Costi fuori controllo: l’impennata dei fertilizzanti

I dati delle Camere di Commercio mostrano chiaramente che i costi di produzione sono aumentati del 30%. Tra i settori più colpiti, quello dei fertilizzanti si distingue per gli aumenti: l’urea ha visto un aumento del 35% rispetto al periodo pre-conflitto, con rincari superiori ai 200 euro a tonnellata.

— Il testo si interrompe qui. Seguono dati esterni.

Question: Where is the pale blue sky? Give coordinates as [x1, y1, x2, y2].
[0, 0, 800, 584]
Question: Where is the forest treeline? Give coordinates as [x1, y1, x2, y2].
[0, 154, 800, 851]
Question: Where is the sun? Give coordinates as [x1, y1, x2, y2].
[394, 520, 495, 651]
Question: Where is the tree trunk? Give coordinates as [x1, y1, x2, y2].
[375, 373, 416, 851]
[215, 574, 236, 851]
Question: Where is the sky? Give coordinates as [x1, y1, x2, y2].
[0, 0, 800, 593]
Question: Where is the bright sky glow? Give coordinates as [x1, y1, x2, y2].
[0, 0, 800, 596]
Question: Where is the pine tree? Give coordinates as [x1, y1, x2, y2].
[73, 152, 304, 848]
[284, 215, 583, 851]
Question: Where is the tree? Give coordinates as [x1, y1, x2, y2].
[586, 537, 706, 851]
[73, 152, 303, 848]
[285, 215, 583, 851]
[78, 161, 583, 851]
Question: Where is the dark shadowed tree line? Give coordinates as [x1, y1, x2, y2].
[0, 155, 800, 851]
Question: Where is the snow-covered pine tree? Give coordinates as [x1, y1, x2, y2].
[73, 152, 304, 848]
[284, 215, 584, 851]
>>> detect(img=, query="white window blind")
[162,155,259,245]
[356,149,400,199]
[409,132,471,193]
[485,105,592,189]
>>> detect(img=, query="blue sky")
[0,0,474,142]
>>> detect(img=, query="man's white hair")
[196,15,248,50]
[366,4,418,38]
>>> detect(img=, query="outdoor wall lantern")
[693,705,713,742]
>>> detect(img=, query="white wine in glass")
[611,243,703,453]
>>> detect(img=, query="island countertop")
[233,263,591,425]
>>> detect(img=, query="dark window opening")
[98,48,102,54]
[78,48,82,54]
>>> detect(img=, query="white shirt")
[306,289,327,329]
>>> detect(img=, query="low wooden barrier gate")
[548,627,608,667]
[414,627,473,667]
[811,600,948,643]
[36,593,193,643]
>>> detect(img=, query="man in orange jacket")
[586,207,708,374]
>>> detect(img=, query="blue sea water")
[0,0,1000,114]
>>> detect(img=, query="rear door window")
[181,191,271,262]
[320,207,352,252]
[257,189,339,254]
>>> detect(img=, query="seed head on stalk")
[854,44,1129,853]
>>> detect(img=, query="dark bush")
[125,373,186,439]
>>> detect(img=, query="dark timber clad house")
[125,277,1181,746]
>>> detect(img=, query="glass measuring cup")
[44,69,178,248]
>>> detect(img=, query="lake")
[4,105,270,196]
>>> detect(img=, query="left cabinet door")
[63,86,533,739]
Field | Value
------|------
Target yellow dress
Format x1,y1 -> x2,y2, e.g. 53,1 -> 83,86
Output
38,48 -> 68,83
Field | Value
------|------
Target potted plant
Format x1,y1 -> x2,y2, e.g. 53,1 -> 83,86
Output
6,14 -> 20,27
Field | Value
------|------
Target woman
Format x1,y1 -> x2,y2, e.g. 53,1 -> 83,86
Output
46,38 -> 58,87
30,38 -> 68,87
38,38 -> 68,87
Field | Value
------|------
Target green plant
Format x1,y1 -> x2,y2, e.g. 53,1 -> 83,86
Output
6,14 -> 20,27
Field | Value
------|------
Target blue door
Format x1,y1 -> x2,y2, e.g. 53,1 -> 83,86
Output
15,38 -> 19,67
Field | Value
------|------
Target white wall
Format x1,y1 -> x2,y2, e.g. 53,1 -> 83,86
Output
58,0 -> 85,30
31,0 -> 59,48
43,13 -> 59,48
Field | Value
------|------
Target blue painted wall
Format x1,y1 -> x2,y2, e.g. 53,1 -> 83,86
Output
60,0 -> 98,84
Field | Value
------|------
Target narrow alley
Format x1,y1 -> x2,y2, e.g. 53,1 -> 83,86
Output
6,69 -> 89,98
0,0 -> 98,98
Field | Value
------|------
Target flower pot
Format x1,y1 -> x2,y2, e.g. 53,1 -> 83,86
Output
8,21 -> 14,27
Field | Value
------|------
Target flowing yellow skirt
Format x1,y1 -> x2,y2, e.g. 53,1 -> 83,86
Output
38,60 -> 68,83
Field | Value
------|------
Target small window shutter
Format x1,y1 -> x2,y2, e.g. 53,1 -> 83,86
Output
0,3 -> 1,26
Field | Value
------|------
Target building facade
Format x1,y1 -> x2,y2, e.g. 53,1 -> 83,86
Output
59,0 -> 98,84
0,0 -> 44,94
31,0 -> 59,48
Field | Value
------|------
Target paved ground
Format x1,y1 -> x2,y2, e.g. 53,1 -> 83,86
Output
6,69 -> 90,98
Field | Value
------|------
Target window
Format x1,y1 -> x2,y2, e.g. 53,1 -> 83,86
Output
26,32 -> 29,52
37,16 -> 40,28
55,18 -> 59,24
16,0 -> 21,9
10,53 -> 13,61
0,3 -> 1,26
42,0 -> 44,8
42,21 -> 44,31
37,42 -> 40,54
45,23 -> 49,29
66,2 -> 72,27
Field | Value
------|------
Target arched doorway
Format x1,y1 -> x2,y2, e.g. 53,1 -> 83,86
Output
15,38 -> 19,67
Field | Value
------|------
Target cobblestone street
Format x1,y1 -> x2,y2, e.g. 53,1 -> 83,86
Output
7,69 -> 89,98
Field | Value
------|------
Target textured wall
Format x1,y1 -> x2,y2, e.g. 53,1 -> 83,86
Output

Un trend al rialzo che coinvolge anche nitrato e solfato ammonico, e che richiama alla mente la crisi scatenata dalla guerra in Ucraina, riportando al centro la vulnerabilità dell’Europa legata alla delocalizzazione della produzione chimica.

Le richieste di Coldiretti: “Situazione insostenibile”

Il presidente di Coldiretti Puglia, Alfonso Cavallo, ha lanciato un grido d’allarme, dichiarando: “Questa escalation dei costi è insostenibile. Sono costi che non possono essere assorbiti dalle imprese, soprattutto in una fase in cui la produzione è già sotto pressione per ragioni climatiche e geopolitiche. Senza misure europee forti a tutela dei redditi agricoli, rischiamo un danno irreparabile alla struttura produttiva pugliese”.

Il direttore regionale, Pietro Piccioni, ha aggiunto: “I rincari non si traducono in un adeguato riconoscimento dei prezzi agli agricoltori. Gli agricoltori restano la categoria più penalizzata della filiera, schiacciati tra costi in aumento e prezzi di vendita che non coprono le spese, mentre i cittadini affrontano rincari nel carrello della spesa”.

Il paradosso del carrello e la crisi della pesca

I dati Ismea della seconda settimana di marzo confermano l’anomalia del mercato: mentre i costi di produzione esplodono, i prezzi di vendita per i produttori restano stabili o, in alcuni casi, calano. Un esempio lampante è il caso delle fragole, i cui prezzi sono diminuiti del 18%.

La crisi non risparmia neppure il settore della pesca. Il caro gasolio ha ridotto la disponibilità di pesce italiano del 20%, con le flotte pugliesi costrette a ridurre le uscite per evitare di lavorare in perdita. Ciò ha determinato una diminuzione dei volumi sbarcati nelle aste portuali, con una contrazione rispetto al mese di febbraio.

Una boccata d’ossigeno: il credito d’imposta sui carburanti

In questo contesto difficile, una possibile via di sollievo arriva dalla misura del credito d’imposta sui carburanti, annunciata dal ministro Lollobrigida, che viene vista da Coldiretti Pesca come una necessaria boccata d’ossigeno per il settore. Questa misura potrebbe contribuire a sostenere le flotte e a non spegnere i motori, consentendo di continuare le attività senza aggravare ulteriormente la situazione.